Вместе придумали дополнительные налоги и сборы для несчастных. Зароптал колхозник, вроде хотел бузануть, «выше» написать, да поняли: себе больней случится! «Такой, по роду, – городской, — не простит, быстро из колхоза выгонит, статью пришьёт, за колючку упрячет!»

Перед верховными властями, было, обязался у тайги кусок земли отбить, сделать образцовое поле для сладкого турнепса, прирасти дополнительными полезными площадями. Не дал, ни тягача, ни трактора… вновь бабы, пилы, топоры и лопаты в деле. Радостно прокричали радиоточки, газетки прописали: «Быть в следующем году, к очередному пролетарскому празднику, самому высокому урожаю овоща в крае!»

Чтобы рябой и сытой мордой, в следующем сезоне в грязь не упасть, на общем собрании решил, заставил колхозников: зимой свозить с дворов единоличный навоз, по весне самим на поле разбрасывать. Возмутились сибиряки: «Постойте!.. Постойте!.. А что, нашим огородам!??..» Недолго думал Жгун, весело постукал карандашом, ответил: «А ваши, подождут, потерпят, от вашего говна чуточку отдохнут!» 

Мало показалось: тронули хозяйские печи и печурки, требуя из них на поле золу. Сдавать вёдрами, под общий учёт в конторе, с общей доской, где будут передовики и отстающие. Крикнули хором тогда бабы, возмутились: «Постой, мил человек!.. А чем же мы стирать будем, если ты нашу «золушку» на поля бестолково изведёшь!? Неужель нам мыла с «раёну» привезёшь?»

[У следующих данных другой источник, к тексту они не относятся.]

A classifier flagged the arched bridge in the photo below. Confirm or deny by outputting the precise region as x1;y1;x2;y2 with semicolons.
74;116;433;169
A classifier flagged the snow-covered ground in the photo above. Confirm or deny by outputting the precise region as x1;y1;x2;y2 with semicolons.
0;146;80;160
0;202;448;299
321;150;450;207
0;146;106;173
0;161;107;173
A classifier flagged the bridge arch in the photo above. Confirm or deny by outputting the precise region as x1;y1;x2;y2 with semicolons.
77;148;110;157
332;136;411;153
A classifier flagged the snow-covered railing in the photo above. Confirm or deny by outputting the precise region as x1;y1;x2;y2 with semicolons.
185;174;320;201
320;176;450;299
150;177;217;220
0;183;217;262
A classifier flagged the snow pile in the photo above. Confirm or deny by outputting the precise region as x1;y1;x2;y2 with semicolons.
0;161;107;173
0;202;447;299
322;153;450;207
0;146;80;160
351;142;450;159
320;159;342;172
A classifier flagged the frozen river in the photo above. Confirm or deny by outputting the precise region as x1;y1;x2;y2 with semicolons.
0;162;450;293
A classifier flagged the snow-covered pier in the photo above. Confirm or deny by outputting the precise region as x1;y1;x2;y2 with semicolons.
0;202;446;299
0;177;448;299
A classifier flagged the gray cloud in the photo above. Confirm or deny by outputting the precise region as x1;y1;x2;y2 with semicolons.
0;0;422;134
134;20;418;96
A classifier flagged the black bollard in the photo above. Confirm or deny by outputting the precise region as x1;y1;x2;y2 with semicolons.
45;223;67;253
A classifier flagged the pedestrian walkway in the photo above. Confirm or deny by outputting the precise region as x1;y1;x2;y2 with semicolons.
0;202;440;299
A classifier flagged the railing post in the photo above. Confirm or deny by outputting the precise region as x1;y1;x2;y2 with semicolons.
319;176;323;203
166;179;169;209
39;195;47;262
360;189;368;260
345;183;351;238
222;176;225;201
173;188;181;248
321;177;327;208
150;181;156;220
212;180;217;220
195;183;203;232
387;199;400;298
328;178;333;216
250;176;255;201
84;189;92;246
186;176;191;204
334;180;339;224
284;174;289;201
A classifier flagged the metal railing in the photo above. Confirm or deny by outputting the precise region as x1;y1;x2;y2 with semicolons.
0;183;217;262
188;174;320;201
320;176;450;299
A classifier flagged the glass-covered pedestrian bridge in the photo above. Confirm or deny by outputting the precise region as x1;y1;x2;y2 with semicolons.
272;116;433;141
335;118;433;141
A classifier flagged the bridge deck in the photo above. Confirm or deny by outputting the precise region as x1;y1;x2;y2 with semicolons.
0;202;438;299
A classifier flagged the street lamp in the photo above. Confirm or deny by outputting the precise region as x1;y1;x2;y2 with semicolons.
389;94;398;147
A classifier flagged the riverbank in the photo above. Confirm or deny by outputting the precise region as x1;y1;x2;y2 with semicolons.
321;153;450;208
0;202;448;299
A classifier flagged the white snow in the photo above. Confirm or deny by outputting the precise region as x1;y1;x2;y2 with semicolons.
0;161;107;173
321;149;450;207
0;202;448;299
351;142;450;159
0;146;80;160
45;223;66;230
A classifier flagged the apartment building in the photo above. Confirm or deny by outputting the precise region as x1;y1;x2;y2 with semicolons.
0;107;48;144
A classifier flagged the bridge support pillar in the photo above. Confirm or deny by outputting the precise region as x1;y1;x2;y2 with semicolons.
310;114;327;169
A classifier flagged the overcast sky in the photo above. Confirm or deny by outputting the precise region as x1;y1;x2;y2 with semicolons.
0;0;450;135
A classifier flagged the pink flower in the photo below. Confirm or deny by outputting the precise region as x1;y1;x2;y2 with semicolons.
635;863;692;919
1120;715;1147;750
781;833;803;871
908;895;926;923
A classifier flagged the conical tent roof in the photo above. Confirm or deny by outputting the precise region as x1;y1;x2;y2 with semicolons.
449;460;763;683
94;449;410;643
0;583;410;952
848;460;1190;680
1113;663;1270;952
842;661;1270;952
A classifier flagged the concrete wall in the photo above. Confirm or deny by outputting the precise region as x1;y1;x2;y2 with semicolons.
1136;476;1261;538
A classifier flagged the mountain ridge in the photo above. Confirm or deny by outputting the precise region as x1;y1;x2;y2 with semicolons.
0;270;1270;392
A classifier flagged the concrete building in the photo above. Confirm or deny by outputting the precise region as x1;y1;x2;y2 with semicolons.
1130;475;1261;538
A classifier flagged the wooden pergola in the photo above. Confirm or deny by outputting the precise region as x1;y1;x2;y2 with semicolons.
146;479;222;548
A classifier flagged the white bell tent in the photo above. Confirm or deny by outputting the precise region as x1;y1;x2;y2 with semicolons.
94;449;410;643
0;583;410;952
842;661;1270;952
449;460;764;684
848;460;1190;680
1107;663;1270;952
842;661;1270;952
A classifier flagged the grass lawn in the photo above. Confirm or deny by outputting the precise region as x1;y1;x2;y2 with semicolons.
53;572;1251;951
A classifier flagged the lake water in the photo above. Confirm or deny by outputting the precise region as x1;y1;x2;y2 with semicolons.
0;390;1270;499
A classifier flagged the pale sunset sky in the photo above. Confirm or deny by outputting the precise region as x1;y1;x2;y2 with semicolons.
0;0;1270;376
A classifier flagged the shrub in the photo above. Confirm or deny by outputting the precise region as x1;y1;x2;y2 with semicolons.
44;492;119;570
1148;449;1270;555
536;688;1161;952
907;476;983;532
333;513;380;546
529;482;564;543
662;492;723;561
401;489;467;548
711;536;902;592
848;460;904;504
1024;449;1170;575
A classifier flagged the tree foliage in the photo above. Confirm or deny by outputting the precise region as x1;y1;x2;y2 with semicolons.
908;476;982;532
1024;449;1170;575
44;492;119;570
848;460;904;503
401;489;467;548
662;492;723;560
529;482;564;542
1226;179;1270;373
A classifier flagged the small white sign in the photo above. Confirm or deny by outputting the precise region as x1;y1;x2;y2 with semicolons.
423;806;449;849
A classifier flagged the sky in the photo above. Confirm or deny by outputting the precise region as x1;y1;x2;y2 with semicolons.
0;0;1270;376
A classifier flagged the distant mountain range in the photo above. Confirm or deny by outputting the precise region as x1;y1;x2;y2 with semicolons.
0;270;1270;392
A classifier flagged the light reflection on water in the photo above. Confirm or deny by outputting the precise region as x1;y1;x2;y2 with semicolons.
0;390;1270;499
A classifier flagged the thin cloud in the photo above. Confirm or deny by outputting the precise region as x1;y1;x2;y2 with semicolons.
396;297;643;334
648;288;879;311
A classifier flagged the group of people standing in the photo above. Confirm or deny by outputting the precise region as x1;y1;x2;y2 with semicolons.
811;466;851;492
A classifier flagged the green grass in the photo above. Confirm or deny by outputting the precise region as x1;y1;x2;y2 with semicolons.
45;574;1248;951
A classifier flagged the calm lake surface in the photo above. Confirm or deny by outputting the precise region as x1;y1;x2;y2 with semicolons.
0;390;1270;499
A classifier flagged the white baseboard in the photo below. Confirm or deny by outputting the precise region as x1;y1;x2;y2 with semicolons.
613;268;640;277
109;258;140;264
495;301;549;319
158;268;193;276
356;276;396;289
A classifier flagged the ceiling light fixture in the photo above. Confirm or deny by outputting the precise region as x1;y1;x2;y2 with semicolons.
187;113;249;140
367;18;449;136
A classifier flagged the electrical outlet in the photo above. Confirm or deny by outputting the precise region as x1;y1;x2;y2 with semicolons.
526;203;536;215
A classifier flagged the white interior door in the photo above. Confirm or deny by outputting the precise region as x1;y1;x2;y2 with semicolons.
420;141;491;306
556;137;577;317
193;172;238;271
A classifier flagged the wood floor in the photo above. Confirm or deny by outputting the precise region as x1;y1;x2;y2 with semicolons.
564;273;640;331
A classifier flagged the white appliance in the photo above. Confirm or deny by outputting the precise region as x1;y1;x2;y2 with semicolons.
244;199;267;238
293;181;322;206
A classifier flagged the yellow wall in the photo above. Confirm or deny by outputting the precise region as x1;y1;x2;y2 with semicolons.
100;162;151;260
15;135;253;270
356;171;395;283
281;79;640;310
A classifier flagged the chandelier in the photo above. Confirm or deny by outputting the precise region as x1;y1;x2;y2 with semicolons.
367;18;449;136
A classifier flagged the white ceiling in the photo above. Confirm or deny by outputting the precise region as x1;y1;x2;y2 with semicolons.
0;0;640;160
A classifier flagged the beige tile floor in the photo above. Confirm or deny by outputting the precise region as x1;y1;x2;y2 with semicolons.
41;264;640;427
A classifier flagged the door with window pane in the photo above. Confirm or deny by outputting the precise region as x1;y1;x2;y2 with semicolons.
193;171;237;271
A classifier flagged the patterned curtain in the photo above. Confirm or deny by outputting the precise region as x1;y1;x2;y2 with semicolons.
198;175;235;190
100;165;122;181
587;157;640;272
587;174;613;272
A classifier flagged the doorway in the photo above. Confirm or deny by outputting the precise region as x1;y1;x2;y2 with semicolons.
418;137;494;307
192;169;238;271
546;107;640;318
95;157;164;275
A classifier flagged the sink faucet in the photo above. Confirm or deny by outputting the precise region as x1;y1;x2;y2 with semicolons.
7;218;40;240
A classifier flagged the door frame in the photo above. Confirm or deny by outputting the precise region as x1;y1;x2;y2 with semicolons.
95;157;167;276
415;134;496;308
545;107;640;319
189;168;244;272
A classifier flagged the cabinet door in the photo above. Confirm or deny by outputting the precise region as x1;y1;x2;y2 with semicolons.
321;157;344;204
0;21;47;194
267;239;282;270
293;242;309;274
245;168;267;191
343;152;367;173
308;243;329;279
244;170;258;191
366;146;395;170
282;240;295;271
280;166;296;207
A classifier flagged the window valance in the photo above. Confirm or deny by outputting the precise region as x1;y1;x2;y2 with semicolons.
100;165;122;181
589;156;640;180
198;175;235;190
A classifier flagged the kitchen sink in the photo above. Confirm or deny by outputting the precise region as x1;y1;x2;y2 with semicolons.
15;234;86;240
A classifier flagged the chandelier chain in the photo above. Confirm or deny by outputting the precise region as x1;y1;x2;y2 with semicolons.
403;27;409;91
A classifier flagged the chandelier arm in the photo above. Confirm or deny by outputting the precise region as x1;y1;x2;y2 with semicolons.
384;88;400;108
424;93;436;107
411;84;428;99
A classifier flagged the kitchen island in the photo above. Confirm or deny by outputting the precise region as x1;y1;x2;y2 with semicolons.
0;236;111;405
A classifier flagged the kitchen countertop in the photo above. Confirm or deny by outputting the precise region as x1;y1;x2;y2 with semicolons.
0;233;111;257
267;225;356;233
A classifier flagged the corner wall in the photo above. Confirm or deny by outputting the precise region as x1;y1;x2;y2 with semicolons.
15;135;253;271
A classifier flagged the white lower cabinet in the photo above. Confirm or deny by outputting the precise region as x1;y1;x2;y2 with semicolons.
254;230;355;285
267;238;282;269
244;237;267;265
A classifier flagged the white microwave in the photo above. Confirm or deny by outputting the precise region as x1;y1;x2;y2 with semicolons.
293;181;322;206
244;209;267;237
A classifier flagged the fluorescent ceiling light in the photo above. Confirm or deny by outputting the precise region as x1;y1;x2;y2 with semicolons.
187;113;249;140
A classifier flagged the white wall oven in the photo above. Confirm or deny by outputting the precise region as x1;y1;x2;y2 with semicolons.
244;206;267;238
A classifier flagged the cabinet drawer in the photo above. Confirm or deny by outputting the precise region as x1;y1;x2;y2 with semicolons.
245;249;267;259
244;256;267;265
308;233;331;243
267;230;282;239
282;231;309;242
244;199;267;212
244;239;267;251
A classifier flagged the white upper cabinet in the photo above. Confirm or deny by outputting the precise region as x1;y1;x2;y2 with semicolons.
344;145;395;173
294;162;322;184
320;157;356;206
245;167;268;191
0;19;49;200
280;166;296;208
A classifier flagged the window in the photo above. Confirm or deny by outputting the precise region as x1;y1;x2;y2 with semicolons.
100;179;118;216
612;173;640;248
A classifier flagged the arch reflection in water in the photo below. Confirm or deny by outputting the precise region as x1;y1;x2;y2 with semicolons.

Но пик, своей силы и угодничества, Жгун показал перед верхами, самыми высокими показателями прогнулся, когда началась государственная борьба с «рвачеством». Когда по всей стране, болью прокатилась компания обмеров крестьянских наделов, с целью отрезать у колхозников излишки соток от личных подворий, решая дела через нарсуды.

Вот тогда, он первый раз сильно получил, когда комиссией сунулись к многодетной семье. Хозяин, на войне, не подбитый танкист, позже, за дело, — выживший штрафник, — встал поперек! Не дал обмерщику с «циркулем» ходить, пообещав написать письмо в «самую Москву», своему бывшему командующему, Косте Рокоссовскому. Ушли паскуды, не тронули.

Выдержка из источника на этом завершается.